Cybersecurity researchers have uncovered a novel focused malspam operation deploying password-stealing malware.
The marketing campaign was found by Sophos X-Ops and described in an advisory revealed as we speak.
In keeping with the report, the attackers employed social engineering techniques, using emailed complaints about service points or requests for info to determine belief with their targets earlier than sending malicious hyperlinks.
The methodology mirrors a beforehand uncovered marketing campaign main as much as the US federal tax submitting deadline in April 2023.
Sophos researchers Andrew Brandt and Sean Gallagher defined that the attackers’ social engineering techniques coated a broad spectrum, starting from complaints about alleged violent incidents or theft throughout a visitor’s keep to requests for info on accommodating company with particular wants.
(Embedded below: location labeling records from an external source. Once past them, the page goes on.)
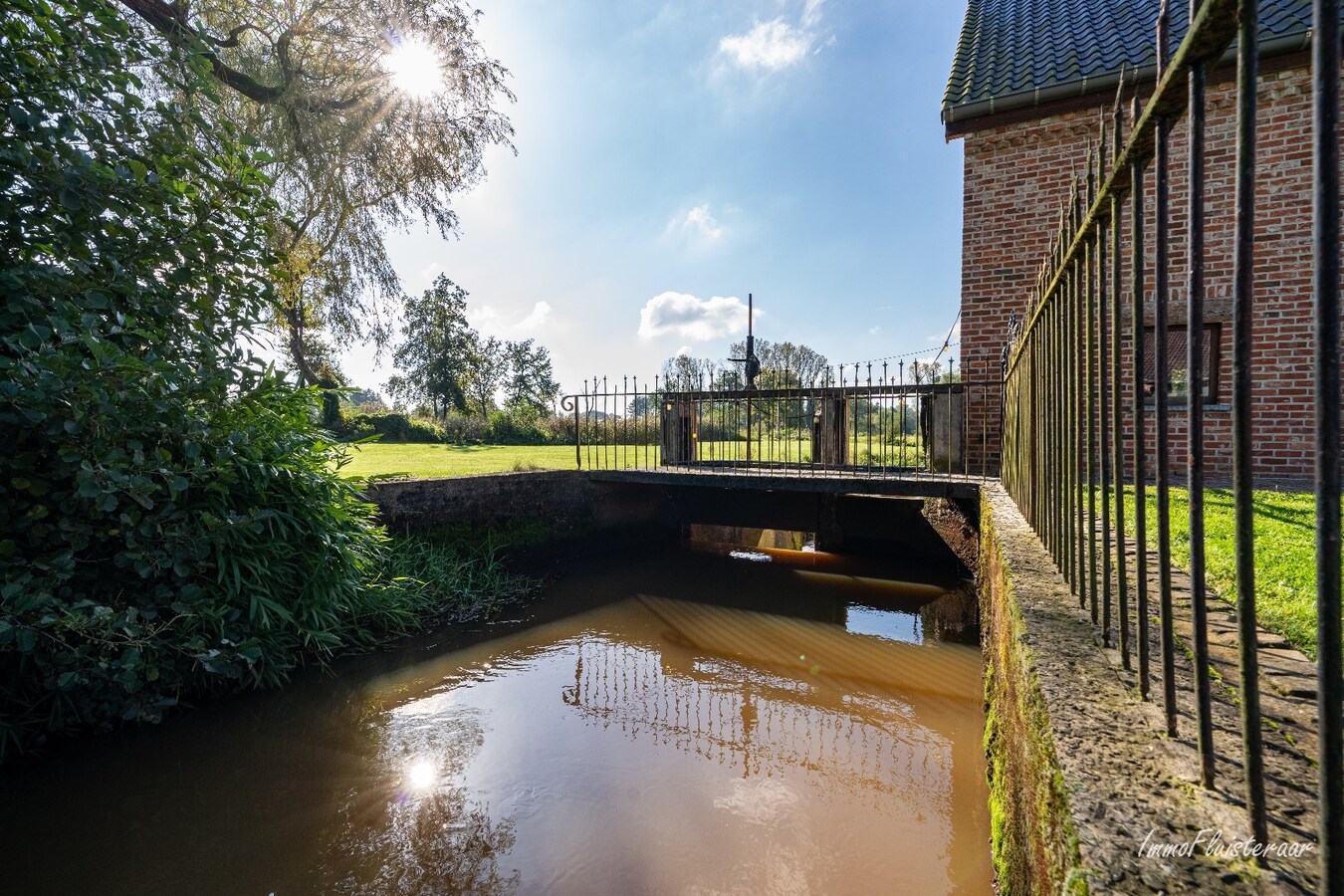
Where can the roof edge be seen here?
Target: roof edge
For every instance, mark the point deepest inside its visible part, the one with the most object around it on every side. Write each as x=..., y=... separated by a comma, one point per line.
x=1108, y=82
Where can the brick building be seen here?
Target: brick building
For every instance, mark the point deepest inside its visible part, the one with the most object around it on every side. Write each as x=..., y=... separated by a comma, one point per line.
x=1028, y=85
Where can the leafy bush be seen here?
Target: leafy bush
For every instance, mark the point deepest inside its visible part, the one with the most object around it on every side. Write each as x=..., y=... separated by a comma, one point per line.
x=173, y=524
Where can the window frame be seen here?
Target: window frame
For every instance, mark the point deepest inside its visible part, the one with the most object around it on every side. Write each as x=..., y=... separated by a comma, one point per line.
x=1213, y=369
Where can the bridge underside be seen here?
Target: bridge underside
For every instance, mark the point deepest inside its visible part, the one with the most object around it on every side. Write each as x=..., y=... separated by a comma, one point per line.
x=906, y=484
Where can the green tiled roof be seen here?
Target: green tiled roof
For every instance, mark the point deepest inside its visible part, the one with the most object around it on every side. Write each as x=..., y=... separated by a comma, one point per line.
x=1018, y=47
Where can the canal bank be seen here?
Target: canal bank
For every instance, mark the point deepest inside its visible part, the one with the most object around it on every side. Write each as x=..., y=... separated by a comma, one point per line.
x=1087, y=792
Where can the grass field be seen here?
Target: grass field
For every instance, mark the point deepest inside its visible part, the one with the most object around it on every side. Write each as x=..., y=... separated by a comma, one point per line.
x=419, y=461
x=1285, y=554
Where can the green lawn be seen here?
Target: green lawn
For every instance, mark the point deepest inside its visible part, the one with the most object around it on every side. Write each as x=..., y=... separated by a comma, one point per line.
x=419, y=461
x=1285, y=554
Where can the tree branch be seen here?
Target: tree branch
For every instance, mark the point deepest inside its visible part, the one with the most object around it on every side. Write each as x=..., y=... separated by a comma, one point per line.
x=171, y=22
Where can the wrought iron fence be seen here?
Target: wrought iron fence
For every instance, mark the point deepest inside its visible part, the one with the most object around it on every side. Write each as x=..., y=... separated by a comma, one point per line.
x=1074, y=412
x=857, y=419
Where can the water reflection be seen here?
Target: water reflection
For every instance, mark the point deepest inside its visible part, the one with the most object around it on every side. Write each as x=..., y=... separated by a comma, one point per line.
x=719, y=733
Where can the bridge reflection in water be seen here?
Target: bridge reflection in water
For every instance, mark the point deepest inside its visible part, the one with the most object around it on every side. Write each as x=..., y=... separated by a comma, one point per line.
x=671, y=746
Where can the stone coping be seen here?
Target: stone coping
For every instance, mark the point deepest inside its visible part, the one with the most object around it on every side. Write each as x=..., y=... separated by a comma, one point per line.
x=1129, y=787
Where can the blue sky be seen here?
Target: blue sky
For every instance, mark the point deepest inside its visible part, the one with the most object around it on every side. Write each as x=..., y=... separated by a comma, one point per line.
x=674, y=157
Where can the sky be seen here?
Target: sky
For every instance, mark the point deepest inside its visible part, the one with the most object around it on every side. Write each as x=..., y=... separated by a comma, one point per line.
x=674, y=157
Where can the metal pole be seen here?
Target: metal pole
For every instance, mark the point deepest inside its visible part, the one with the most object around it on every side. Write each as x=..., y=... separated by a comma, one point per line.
x=1325, y=65
x=1195, y=414
x=1243, y=510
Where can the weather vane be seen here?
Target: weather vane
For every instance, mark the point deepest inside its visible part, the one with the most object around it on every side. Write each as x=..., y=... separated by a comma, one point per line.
x=753, y=362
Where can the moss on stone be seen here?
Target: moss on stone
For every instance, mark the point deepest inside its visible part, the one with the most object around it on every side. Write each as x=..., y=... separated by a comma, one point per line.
x=1035, y=845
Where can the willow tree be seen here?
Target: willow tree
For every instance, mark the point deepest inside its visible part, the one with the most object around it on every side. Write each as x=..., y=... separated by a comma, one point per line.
x=373, y=114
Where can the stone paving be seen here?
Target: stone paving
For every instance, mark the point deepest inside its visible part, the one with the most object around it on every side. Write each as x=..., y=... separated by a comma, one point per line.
x=1132, y=787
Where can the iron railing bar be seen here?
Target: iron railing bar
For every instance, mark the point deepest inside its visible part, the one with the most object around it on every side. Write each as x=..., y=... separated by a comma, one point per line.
x=1243, y=511
x=1089, y=369
x=1102, y=408
x=1325, y=288
x=1162, y=375
x=1140, y=426
x=1209, y=35
x=1195, y=415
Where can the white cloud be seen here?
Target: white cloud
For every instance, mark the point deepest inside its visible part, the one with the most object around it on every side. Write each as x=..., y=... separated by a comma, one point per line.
x=698, y=226
x=538, y=316
x=703, y=222
x=812, y=14
x=429, y=273
x=777, y=45
x=769, y=46
x=696, y=320
x=491, y=322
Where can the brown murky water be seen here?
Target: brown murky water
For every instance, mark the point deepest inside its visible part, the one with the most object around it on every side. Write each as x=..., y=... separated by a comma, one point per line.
x=684, y=723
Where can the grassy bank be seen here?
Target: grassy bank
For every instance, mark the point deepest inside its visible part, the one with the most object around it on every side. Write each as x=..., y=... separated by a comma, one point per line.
x=421, y=461
x=1285, y=554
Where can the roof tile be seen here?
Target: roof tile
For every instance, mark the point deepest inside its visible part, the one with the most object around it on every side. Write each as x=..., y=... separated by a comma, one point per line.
x=1017, y=46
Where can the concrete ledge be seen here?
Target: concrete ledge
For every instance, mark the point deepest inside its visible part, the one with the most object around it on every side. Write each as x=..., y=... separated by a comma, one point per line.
x=567, y=500
x=1081, y=773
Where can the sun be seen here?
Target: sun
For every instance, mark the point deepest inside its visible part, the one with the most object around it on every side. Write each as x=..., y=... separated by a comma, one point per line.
x=415, y=69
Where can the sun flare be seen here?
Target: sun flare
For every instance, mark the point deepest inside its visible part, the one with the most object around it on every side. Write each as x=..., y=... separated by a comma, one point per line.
x=421, y=776
x=415, y=69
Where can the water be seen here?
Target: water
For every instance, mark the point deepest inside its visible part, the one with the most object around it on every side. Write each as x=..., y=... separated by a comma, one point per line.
x=683, y=723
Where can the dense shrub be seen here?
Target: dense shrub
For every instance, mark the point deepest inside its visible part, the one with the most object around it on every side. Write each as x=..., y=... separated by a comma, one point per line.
x=171, y=520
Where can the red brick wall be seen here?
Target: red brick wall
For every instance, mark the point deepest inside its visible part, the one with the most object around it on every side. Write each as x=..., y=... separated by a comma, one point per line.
x=1017, y=176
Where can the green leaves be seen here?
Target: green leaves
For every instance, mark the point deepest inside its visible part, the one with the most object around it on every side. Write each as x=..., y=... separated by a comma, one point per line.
x=172, y=526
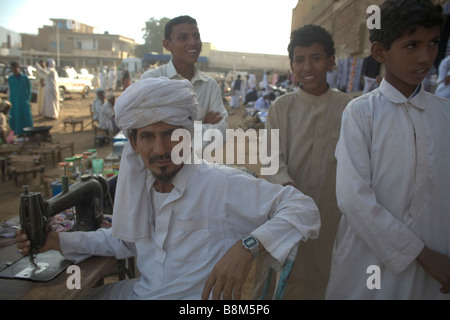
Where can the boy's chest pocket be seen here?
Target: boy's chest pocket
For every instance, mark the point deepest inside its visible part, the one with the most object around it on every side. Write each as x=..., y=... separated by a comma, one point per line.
x=189, y=240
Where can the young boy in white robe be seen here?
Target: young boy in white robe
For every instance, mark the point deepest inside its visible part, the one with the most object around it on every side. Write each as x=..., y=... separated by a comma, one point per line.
x=393, y=170
x=309, y=120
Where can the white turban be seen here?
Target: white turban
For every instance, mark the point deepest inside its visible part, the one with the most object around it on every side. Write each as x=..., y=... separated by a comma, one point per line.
x=50, y=63
x=153, y=100
x=146, y=102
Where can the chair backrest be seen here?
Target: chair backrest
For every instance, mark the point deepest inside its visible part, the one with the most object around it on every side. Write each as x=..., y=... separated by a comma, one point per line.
x=282, y=277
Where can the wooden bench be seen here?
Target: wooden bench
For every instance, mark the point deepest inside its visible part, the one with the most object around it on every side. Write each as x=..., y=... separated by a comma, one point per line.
x=73, y=122
x=20, y=164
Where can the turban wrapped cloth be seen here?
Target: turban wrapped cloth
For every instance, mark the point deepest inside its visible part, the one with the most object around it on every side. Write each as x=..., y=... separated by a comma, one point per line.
x=145, y=102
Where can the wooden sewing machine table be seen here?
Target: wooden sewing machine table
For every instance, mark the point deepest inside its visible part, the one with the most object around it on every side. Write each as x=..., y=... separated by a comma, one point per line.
x=93, y=271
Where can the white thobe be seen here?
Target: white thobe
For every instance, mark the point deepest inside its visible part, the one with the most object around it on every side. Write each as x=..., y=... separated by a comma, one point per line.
x=106, y=117
x=51, y=105
x=309, y=128
x=236, y=97
x=210, y=208
x=207, y=90
x=392, y=183
x=443, y=89
x=96, y=108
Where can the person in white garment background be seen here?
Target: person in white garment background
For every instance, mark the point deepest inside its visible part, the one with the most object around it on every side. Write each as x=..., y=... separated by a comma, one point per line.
x=236, y=87
x=182, y=38
x=393, y=173
x=190, y=224
x=106, y=116
x=41, y=92
x=51, y=107
x=443, y=88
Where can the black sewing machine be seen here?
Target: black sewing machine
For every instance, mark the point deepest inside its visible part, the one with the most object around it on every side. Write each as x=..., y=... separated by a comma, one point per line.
x=89, y=197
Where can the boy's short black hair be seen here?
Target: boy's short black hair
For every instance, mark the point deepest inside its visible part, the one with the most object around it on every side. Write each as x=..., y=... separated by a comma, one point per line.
x=400, y=17
x=176, y=21
x=308, y=35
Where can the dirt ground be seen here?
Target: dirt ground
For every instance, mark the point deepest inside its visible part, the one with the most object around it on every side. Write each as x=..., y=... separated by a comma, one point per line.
x=78, y=107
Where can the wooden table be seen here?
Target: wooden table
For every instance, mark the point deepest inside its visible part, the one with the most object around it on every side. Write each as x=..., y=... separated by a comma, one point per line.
x=93, y=270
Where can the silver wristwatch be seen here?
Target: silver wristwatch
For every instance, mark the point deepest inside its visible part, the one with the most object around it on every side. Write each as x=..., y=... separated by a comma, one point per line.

As soon as the resort responded to the preliminary inquiry, the risk actors despatched follow-up messages containing purported documentation or proof, which contained a malware payload hidden in a password-protected archive file.
The attackers shared the information from public cloud storage providers, corresponding to Google Drive, utilizing passwords like “123456” to allow victims to open the archives.
Notably, the malware payloads had been designed to evade detection. They’re giant information exceeding 600 MB in dimension, with many of the content material being space-filler zeroes.
Moreover, the malware was signed with code-validation certificates, a few of that are new, obtained through the marketing campaign, whereas others seem pretend.
The malware, recognized as Redline Stealer or Vidar Stealer variants, linked to a Telegram channel for command-and-control functions. It exfiltrated knowledge, together with desktop screenshots and browser info, with out establishing persistence on the host machine.
Learn extra on this malware: RedLine Stealer Malware Deployed Through ScrubCrypt Evasion Device
Sophos X-Ops mentioned they’ve retrieved over 50 distinctive samples from cloud storage linked to this marketing campaign, and indicators of compromise have been revealed on their GitHub repository.
“We’ve additionally reported the malicious hyperlinks to the varied cloud storage suppliers internet hosting the malware,” reads the advisory. “Most of these samples displayed few-to-no detections in Virustotal.”